It is regarded as a matter of certainty by naturalists that such creatures as spiders, crustacea, insects, and the higher mollusks, are capable of being impressed in some way by odors, and that their actions are to a certain extent regulated by such impressions. We have, however, no definite knowledge concerning the parts of the surface which in these, and perhaps in still lower organisms, are attuned to receive such influences.
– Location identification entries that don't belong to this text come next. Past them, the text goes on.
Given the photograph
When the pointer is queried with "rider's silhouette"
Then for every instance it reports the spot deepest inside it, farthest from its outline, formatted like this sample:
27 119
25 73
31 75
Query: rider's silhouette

Although a rudimentary sense of smell seems unquestionably to be possessed by such aquatic forms of the invertebrata as Crustacea and the higher mollusks, it is, perhaps, a sense-endowment which generally exists in a more developed and more varied form among air-breathing animals. In whatever forms of life it may be met with, however, the sense of smell seems to be very largely indeed related to the detection and capture of food; so, that, in these relations, it comes to the aid of the already-existing senses of sight, touch, and taste, though it has the peculiarity of being scarcely otherwise called into activity among the invertebrata.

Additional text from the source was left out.